The synergistic catalysis effect on electrochemical nitrate reduction at the dual-function active sites of the heterostructure

Advanced design concept of catalysts to drive the efficient electrochemical nitrate reduction reaction (NITRR) is highly desirable for converting the harmful nitrate (NO 3 − ) to ammonia (NH 3 ) as a hydrogen carrier. Herein, the string bead-like nanowire heterostructure derived from the Cu foam electrode (o-CoP/C@Cu 3 P/CF) is designed to incorporate the advantages of dual-function active sites in the processes of water-splitting and nitrate reduction. In such heterostructures, the theoretical and experimental results confirm that the CoP sites function to accelerate water-splitting to release protons. Furthermore, the Cu 3 P sites exhibit thermodynamic advantages during adsorption, deoxygenation, and hydrogenation steps of adsorbed intermediates (*NO x ).
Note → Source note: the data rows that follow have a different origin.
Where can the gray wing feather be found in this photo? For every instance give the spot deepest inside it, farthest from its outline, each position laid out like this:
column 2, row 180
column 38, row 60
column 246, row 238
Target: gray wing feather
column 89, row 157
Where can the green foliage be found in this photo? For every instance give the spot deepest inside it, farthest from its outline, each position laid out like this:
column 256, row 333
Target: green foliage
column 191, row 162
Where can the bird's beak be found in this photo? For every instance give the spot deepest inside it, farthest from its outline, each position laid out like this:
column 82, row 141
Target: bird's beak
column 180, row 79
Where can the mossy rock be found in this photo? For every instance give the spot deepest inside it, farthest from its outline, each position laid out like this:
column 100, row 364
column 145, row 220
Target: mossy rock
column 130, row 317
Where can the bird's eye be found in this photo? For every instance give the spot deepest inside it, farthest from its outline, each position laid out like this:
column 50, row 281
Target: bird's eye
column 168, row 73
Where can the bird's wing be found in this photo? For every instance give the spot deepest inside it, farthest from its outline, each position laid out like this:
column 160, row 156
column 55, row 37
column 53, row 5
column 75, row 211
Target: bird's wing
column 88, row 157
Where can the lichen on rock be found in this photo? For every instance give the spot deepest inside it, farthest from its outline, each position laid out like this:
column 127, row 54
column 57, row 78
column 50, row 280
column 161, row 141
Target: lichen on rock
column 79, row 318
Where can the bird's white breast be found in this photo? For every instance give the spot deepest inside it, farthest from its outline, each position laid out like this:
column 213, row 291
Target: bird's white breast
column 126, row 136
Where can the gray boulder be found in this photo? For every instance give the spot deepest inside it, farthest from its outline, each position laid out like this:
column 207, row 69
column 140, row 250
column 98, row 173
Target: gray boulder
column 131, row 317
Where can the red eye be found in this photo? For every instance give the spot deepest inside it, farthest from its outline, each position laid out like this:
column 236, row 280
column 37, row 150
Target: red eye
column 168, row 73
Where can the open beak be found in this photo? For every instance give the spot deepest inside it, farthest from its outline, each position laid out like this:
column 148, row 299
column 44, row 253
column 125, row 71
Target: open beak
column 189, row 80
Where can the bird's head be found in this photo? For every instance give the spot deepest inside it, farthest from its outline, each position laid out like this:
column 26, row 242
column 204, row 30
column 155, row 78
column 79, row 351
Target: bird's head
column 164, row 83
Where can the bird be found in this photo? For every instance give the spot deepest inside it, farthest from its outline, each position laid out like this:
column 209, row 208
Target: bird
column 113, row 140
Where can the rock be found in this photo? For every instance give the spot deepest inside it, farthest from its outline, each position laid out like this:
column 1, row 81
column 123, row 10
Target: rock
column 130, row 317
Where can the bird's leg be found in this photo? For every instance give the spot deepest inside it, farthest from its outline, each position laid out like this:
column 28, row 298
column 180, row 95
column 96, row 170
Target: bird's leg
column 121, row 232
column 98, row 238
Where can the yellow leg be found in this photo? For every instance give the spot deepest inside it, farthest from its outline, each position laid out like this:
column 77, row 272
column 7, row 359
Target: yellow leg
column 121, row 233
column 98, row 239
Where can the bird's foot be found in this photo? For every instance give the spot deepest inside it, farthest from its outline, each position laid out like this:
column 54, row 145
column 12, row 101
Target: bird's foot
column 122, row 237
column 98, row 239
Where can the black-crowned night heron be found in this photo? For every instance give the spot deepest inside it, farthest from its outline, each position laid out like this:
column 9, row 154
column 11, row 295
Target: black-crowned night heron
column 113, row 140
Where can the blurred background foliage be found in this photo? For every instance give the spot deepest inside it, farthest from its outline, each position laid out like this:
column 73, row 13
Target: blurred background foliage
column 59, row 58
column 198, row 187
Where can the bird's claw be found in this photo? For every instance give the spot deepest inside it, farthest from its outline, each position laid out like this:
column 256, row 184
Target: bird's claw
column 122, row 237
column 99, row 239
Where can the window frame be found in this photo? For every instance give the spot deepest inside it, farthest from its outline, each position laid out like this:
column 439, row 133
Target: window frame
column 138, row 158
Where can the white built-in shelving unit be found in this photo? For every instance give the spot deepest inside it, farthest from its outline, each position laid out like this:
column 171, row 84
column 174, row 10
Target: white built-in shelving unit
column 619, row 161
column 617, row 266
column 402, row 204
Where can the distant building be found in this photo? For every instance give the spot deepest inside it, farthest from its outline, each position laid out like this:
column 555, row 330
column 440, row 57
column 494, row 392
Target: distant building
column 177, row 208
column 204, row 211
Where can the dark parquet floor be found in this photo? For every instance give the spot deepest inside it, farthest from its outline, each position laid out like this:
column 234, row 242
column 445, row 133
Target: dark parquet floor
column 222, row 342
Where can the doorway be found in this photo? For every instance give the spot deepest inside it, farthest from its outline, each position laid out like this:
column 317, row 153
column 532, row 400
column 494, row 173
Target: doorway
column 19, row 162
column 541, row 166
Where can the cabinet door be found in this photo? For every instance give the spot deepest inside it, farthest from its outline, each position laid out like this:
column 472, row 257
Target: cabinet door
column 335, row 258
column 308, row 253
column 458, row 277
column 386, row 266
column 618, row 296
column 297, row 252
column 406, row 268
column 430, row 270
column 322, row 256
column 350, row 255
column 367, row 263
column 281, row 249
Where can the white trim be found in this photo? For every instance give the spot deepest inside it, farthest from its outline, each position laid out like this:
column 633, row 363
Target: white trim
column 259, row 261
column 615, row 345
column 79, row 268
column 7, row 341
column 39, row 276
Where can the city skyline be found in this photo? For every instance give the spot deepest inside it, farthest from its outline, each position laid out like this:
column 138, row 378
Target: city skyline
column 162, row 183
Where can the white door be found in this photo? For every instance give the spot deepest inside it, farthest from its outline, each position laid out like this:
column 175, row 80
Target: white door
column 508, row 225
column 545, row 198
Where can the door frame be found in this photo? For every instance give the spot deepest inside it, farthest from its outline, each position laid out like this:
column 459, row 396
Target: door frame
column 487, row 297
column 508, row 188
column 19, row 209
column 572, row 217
Attributed to the synergistic catalysis effect of the heterostructure, the self-supporting electrode displays an excellent NH 3 yield of 1.571 ± 0.046 mmol h −1 cm −2 at a low potential of −0.25 V vs. RHE in 1 M KOH containing of 100 mM NO 3 − . As the NO 3 − concentration decreases to 50 mM and 20 mM, the NH 3 -faradaic efficiency reached 96.23 ± 0.55% and 97.02 ± 1.64%, respectively. Thus, aqueous zinc-nitrate batteries could achieve three goals with one action for nitrate removal, ammonia synthesis, and electricity supply. The synergistic catalysis effect based on CoP and Cu 3 P dual-function active sites is proposed to understand the mechanism of active hydrogen (*H) and adsorbed intermediates (*NO x ) during water-splitting and nitrate reduction.